Voice over IP calling provides clear benefits for the enterprise. Its integration of calling and messaging tasks in a single end-user application lowers end-user training costs. The consolidation of all traffic onto a single TCP/IP network assists with keeping total cost of ownership down, as less network administration time is required because of a less-complex network configuration. For multinational bus iness enterprises, the use of a data backbone for voice communications will result in large savings on international long distance charges. Some savings also might occur on national long-distance calls by using voice-over-IP technology, but it depends on the per-minute long-distance price structure you have negotiated with your long distance carrier.

Implementing voice over IP will require the deployment of client software, and the maintenance of a suitably-provisioned IP connection to the Internet. For interconnection with international telephone networks, you could deploy your own network infrastructure of gateway servers that connect your internal network into the carrier network or use the network infrastructure of an IP carrier such as VocalTec or IDT Corporation.

Is IP telephony for your company? Here are some issues to consider and work through:

  • Network reliability: Centralization of all traffic onto a single network has its disadvantages--business continuity in the case of a network failure being one of the most important. Do you have a backup network option if your internal data network fails big time? If your proposed use of IP telephony is for national long-distance calling, do the benefits outweight the costs?

  • Talk to your router vendor: Intranet telephony is going to be a big market, and all the network router companies are moving to develop router modules to permit IP calling. Upgrading existing router infrastructure is a simpler task than deploying and integrating new stuff. Cisco Systems has recently released an IP add-on module, called the Cisco Voice Router, for Cisco 3600s.

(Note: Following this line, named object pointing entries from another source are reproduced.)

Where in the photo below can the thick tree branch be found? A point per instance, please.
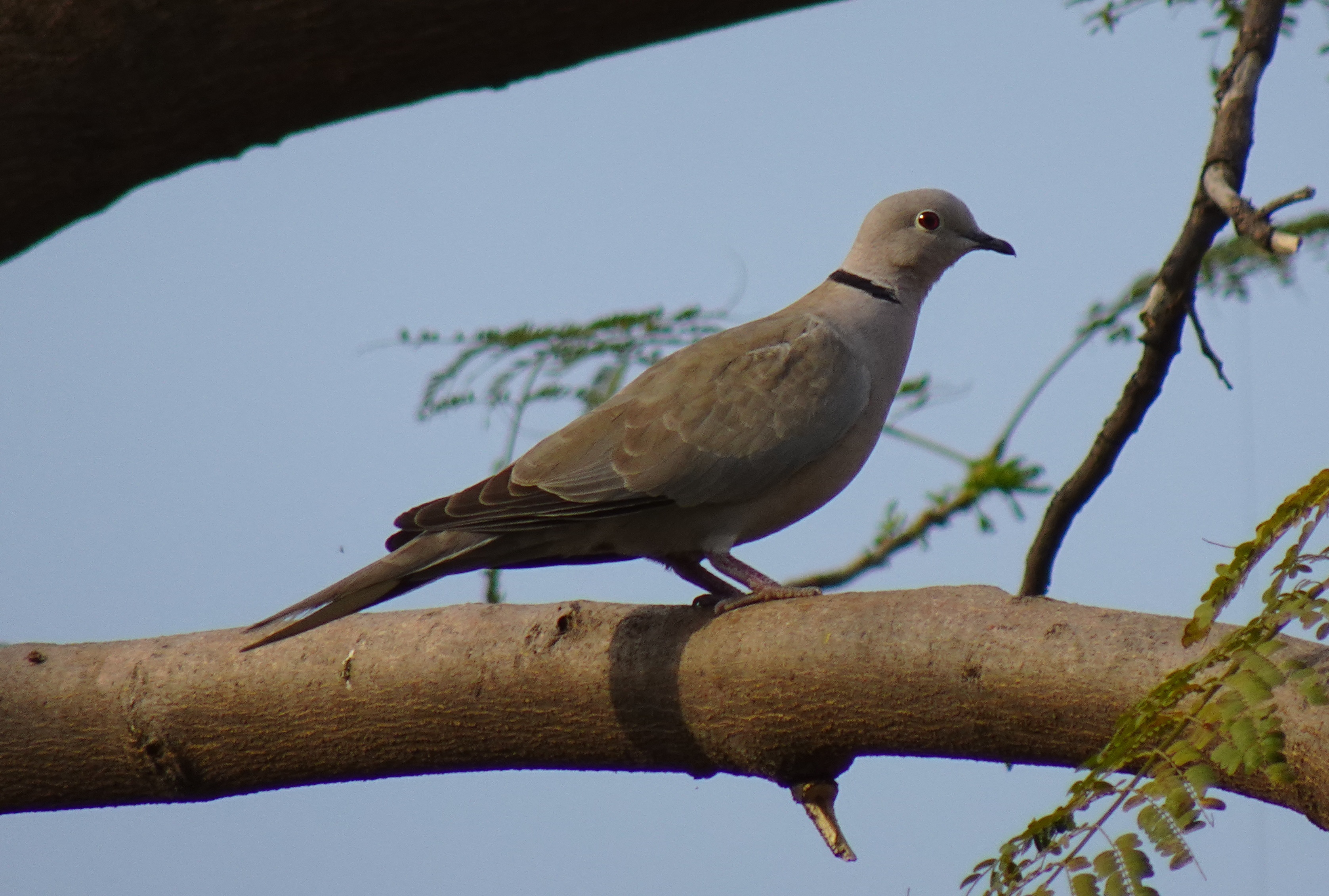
(790, 690)
(100, 96)
(1166, 312)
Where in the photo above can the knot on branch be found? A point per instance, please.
(1249, 221)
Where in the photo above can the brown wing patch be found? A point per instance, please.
(498, 505)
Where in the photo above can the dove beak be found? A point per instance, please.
(984, 241)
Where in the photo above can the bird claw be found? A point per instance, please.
(728, 604)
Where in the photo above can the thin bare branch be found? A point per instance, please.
(1174, 292)
(1205, 346)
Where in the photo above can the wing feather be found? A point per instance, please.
(714, 423)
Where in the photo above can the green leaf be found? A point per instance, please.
(1202, 777)
(1263, 669)
(1251, 688)
(1280, 773)
(1227, 758)
(1085, 886)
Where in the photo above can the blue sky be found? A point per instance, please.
(196, 435)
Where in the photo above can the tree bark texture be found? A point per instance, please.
(790, 690)
(100, 96)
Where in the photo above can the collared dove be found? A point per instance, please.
(718, 444)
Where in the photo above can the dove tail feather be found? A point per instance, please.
(406, 570)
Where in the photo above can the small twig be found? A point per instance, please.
(1205, 346)
(1170, 299)
(927, 444)
(934, 518)
(1284, 201)
(1246, 219)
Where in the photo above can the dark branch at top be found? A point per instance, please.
(100, 96)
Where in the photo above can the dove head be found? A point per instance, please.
(911, 238)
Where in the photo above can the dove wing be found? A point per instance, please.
(716, 423)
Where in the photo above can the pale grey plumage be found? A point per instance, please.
(721, 443)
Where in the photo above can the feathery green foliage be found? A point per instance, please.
(1215, 714)
(1227, 14)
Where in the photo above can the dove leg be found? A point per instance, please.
(763, 587)
(690, 570)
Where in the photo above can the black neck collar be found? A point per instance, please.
(875, 290)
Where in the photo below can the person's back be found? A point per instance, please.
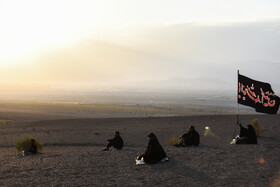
(154, 151)
(116, 142)
(195, 139)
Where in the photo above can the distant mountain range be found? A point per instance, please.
(179, 84)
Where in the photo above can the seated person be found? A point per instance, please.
(191, 138)
(247, 135)
(154, 151)
(116, 142)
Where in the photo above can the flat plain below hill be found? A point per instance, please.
(73, 155)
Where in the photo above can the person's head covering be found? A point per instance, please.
(151, 135)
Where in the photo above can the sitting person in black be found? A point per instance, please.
(191, 138)
(116, 142)
(247, 135)
(154, 151)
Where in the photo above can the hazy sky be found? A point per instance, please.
(112, 42)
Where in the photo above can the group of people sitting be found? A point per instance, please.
(155, 153)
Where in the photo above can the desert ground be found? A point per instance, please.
(73, 140)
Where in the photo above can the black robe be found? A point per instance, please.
(154, 152)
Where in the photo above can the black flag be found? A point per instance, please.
(258, 95)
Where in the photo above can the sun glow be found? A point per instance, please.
(30, 28)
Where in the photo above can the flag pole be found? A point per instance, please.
(237, 116)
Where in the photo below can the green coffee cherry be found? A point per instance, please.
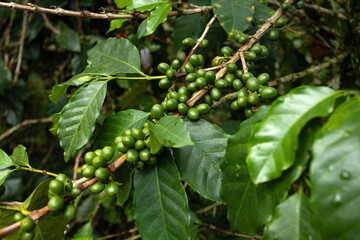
(97, 187)
(69, 212)
(56, 203)
(27, 224)
(112, 189)
(156, 111)
(193, 114)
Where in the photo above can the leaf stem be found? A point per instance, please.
(139, 78)
(30, 169)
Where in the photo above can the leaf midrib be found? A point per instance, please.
(86, 110)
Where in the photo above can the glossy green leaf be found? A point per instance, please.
(199, 164)
(234, 15)
(5, 160)
(273, 143)
(238, 191)
(334, 174)
(3, 174)
(146, 5)
(169, 131)
(60, 90)
(190, 26)
(262, 11)
(157, 16)
(292, 220)
(114, 56)
(161, 209)
(19, 156)
(38, 198)
(124, 176)
(55, 119)
(116, 124)
(78, 118)
(68, 38)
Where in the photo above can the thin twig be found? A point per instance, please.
(326, 11)
(198, 41)
(254, 38)
(37, 214)
(49, 25)
(243, 62)
(204, 210)
(233, 234)
(87, 14)
(21, 49)
(312, 70)
(22, 124)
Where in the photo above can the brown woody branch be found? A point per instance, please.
(37, 214)
(254, 39)
(87, 14)
(312, 70)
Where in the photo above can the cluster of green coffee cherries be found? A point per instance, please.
(135, 143)
(27, 226)
(95, 166)
(251, 90)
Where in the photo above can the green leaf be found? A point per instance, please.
(78, 118)
(38, 198)
(5, 160)
(60, 90)
(273, 143)
(114, 56)
(68, 38)
(124, 175)
(141, 29)
(161, 209)
(19, 156)
(234, 15)
(146, 5)
(292, 220)
(84, 233)
(334, 174)
(115, 24)
(237, 190)
(262, 11)
(116, 124)
(199, 164)
(3, 174)
(55, 119)
(169, 131)
(158, 16)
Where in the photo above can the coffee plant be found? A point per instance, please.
(199, 119)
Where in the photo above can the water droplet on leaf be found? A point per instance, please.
(345, 175)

  • Single network: Intranet telephony allows the leveraging of your internal data network for internal communication tasks. In large corporations, 40 percent of telephone traffic is between employees. What are the infrastructural cost savings (and don't forget the associated management and administration costs) of moving to a single network for all traffic?

  • MIS/telecom partnership: IP telephony is simultaneously hard-core computer stuff and telephony stuff. Ensure your IP telephony project team is suitably staffed with knowledgeable MIS and telecom personnel.

  • Start with a pilot: A pilot should be an early step. Find your early adopter group and let them go for it. Track the costs; analyze the value the group derives; and then put together the case for expanding your foray into IP calling.